Analysing survey data is a core focus of iNZight, as analysis of survey data is not so different from an IID sample---once you have figured out the survey design. iNZight now offers three ways of passing survey design information into iNZight, two of which make use of a (new) survey specification (based heavily on survey::svydesign()
).
For this demonstration, we will be using the well known apiclus1
dataset that comes with the 'survey' package. If you're following along with iNZight, you can load the data for methods 1 and 2 from File > Example data, choosing 'survey' package, and apiclus1
for the data:
The obvious place to specify the design is from the Dataset > Survey, which displays a set of inputs for users to select which variables are which in the survey design. Here's what the apiclus1
specification should look like:
It might not look like much has happened, but iNZight will now use the survey design in all operations---plots, summaries, even regression modelling! Try it out: make a graph of api00
and notice that in place of iNZight's usual dot plot, you get a histogram instead. And if you've enabled the code panel, you'll see that the call to inzplot()
is using the design
argument (instead of data
).
You may also obtain a numerical summary of api00
by clicking on the Get Summary button. This will display information about the variable as well as the design specification of the data. The numeric summaries are estimates of the population values, and so---unlike standard data---have associated standard errors displayed underneath (i.e., the median api00
of the population is etimated to be 652 with a standard error of 36.56).
You may have noticed the 'Read from file' button in the survey specification window. This is an alternative method of setting the specification, which is particularly useful if you aren't familiar with the survey design (and it saves you from having to look it up each time and, likely, making a mistake!). This file uses TOML
format, which is machine- and human-readable, and specifies the variables using syntax closely resembling arguments to the survey::svydesign()

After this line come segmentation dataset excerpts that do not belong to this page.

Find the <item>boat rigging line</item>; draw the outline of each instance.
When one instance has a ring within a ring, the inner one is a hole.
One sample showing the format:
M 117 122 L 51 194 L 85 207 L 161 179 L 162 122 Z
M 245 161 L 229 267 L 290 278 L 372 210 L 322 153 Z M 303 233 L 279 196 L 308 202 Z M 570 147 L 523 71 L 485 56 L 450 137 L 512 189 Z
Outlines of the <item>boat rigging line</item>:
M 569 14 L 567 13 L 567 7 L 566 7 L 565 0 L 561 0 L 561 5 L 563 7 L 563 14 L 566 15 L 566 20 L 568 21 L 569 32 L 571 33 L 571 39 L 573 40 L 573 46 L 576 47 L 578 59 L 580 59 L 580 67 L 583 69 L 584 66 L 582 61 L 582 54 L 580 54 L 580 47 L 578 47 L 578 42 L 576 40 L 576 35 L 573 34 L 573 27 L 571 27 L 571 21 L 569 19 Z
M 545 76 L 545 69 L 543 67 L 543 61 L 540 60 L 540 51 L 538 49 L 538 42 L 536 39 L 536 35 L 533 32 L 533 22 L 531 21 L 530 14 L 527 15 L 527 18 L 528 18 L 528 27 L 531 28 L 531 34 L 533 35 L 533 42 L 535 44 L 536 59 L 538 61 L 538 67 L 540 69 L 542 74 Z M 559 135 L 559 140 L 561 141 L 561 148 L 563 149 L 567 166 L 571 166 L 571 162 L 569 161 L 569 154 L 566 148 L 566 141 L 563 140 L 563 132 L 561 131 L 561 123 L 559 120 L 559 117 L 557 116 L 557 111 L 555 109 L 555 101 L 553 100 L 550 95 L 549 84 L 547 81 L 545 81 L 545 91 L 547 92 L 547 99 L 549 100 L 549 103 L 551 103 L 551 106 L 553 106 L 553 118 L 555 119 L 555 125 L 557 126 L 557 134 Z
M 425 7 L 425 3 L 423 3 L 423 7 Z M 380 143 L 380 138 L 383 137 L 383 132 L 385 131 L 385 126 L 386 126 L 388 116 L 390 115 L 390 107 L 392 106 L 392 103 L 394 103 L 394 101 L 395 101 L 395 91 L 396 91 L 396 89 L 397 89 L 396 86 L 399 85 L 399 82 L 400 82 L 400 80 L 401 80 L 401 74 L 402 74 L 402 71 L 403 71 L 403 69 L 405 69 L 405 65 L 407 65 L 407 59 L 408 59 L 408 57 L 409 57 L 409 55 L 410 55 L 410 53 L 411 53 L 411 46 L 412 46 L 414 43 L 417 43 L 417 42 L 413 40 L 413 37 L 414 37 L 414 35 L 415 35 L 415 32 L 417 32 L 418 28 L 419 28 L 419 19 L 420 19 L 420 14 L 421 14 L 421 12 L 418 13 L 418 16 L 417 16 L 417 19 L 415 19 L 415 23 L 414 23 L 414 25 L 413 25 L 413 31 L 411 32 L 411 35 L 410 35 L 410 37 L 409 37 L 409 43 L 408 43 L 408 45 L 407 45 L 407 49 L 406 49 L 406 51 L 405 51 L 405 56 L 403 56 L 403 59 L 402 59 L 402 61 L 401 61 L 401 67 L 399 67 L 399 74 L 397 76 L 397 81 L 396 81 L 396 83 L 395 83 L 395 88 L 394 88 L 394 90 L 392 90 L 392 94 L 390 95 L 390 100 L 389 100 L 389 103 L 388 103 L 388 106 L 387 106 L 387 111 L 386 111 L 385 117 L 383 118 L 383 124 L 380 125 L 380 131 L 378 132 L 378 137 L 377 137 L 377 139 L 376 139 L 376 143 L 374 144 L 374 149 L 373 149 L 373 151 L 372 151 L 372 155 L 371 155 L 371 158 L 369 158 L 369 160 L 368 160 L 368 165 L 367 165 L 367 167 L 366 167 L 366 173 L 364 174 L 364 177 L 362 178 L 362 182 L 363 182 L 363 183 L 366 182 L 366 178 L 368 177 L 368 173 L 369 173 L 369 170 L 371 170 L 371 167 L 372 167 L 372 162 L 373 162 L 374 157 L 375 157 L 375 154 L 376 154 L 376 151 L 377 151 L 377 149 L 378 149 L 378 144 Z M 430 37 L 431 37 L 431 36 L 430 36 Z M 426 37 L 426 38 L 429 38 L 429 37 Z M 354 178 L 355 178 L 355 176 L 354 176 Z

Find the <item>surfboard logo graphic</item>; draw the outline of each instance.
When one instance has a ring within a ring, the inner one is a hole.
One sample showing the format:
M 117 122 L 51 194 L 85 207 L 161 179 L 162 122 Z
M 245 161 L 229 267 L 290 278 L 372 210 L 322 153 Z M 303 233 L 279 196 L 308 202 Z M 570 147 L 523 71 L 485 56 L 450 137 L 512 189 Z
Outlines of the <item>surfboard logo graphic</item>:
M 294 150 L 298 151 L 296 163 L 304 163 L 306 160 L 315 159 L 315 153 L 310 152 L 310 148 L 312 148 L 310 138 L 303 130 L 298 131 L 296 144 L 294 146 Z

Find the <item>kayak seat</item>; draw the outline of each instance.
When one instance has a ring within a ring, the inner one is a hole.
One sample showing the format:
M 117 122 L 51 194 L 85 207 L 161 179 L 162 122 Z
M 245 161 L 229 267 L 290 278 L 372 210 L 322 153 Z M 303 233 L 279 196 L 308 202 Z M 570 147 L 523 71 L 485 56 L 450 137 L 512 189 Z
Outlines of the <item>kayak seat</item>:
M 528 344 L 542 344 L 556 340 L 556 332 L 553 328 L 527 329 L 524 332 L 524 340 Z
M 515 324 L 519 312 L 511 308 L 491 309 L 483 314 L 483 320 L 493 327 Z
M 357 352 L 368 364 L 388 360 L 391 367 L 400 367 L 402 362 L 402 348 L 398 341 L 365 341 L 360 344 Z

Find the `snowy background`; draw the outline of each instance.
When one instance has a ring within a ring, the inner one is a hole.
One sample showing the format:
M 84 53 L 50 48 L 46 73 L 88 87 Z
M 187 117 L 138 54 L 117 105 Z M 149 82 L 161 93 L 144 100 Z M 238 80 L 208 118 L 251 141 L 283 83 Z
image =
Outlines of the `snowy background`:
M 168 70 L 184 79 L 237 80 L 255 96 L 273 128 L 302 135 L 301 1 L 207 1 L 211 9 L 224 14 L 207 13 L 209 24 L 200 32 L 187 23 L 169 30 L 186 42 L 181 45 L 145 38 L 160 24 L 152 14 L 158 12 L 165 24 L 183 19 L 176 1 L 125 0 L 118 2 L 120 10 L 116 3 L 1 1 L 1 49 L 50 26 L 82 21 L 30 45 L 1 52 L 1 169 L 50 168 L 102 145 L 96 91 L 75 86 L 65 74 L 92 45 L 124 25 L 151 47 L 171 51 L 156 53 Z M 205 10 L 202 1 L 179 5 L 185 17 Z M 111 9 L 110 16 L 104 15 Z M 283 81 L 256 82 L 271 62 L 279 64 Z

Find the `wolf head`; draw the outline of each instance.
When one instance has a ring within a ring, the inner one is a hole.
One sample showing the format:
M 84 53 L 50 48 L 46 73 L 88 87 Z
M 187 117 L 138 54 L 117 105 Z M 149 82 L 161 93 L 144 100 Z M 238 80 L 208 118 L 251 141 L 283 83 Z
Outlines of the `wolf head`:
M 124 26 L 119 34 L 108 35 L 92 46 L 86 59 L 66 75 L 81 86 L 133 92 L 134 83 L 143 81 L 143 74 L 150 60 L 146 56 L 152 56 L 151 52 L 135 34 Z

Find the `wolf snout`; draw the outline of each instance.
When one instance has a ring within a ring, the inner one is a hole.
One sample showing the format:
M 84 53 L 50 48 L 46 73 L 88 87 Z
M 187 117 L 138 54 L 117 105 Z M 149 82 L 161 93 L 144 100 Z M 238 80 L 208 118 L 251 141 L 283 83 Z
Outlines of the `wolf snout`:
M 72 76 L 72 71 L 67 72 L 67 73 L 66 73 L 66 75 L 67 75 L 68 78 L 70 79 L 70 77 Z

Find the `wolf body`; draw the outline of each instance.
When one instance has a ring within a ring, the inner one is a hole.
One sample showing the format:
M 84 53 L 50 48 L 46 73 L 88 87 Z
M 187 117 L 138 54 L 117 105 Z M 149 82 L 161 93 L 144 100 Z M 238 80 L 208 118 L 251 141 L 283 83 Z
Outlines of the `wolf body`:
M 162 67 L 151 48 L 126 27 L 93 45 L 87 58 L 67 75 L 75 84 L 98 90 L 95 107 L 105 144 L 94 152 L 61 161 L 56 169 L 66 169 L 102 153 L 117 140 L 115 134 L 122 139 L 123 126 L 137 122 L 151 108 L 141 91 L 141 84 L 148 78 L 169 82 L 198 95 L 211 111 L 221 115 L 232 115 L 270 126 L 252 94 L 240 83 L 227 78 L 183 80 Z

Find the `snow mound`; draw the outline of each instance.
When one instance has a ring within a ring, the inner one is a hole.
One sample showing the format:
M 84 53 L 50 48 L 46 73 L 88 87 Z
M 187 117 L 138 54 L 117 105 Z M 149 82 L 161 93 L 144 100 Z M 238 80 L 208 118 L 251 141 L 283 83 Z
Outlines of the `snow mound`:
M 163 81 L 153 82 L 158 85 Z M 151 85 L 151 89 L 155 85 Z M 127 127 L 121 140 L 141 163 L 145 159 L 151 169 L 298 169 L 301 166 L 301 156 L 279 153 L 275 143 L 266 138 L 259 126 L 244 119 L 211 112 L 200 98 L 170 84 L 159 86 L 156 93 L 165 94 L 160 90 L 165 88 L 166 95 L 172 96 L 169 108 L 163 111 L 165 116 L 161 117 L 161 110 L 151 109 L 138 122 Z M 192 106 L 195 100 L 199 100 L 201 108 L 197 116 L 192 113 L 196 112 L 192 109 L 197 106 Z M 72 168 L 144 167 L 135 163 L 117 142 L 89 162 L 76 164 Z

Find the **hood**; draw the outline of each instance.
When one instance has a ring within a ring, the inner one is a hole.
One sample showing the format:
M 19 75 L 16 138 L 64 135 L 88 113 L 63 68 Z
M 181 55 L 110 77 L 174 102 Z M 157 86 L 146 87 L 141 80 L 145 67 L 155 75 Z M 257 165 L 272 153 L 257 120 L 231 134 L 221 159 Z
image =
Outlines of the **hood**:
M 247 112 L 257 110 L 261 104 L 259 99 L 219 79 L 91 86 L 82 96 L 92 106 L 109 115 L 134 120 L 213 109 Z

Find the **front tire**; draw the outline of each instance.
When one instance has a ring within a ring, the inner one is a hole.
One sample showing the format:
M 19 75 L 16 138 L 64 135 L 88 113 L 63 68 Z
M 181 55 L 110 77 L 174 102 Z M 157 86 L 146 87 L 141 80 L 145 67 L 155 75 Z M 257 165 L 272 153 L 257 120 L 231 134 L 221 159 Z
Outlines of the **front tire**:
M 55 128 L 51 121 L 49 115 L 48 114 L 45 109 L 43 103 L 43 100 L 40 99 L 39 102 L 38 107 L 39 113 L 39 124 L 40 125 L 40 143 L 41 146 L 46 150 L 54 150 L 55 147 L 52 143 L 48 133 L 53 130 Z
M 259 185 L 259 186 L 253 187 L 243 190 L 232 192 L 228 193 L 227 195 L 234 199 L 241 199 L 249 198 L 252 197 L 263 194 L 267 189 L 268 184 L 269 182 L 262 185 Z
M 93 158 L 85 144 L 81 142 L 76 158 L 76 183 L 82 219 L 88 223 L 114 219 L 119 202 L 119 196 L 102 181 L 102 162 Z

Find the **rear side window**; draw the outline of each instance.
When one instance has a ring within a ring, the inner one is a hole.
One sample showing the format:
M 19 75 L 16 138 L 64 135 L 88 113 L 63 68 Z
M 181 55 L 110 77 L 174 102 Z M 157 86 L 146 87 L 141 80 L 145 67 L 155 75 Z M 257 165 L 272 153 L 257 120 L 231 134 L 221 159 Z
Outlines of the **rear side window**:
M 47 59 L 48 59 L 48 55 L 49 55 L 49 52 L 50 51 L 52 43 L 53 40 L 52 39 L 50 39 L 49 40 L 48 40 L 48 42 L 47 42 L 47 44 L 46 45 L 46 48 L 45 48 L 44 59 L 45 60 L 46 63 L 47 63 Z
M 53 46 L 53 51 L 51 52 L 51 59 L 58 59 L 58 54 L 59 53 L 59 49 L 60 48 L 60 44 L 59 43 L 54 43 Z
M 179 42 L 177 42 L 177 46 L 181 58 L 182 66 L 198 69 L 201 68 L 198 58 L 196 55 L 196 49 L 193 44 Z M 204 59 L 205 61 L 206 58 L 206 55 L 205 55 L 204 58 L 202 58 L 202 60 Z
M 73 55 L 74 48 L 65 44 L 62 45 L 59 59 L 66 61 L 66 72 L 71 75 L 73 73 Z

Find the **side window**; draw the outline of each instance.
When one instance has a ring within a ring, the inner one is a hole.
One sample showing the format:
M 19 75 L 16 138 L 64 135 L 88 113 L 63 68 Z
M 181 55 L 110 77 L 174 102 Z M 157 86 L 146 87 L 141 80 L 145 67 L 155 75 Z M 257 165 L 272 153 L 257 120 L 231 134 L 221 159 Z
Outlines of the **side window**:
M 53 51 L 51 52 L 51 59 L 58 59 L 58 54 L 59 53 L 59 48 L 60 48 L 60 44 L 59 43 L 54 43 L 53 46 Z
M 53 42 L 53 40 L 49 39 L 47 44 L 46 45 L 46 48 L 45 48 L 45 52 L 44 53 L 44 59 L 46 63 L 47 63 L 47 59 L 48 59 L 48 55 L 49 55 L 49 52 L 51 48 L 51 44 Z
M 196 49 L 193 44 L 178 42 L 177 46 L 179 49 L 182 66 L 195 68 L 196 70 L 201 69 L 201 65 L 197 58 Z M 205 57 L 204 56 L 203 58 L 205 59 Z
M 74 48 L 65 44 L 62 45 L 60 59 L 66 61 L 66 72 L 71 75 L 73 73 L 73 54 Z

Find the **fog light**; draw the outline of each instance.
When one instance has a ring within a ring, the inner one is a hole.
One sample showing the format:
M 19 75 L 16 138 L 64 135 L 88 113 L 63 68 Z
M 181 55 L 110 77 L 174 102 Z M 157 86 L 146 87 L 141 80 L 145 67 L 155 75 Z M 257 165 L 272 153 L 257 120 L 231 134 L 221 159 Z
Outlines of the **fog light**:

function. Here's what the file looks like for the apiclus1
data:
# apiclus1.svydesign
type = "survey"
ids = "dnum"
weights = "pw"
fpc = "fpc"
This should be given a .svydesign
extension. After clicking the Read from file button, browse for the file and load it. Again, nothing will happen (especially if you didn't remove the previous design first!), but in the background iNZight has parsed the file (using the helper function iNZightTools::import_survey
, see end of Vignette for R usage) and is now using the design.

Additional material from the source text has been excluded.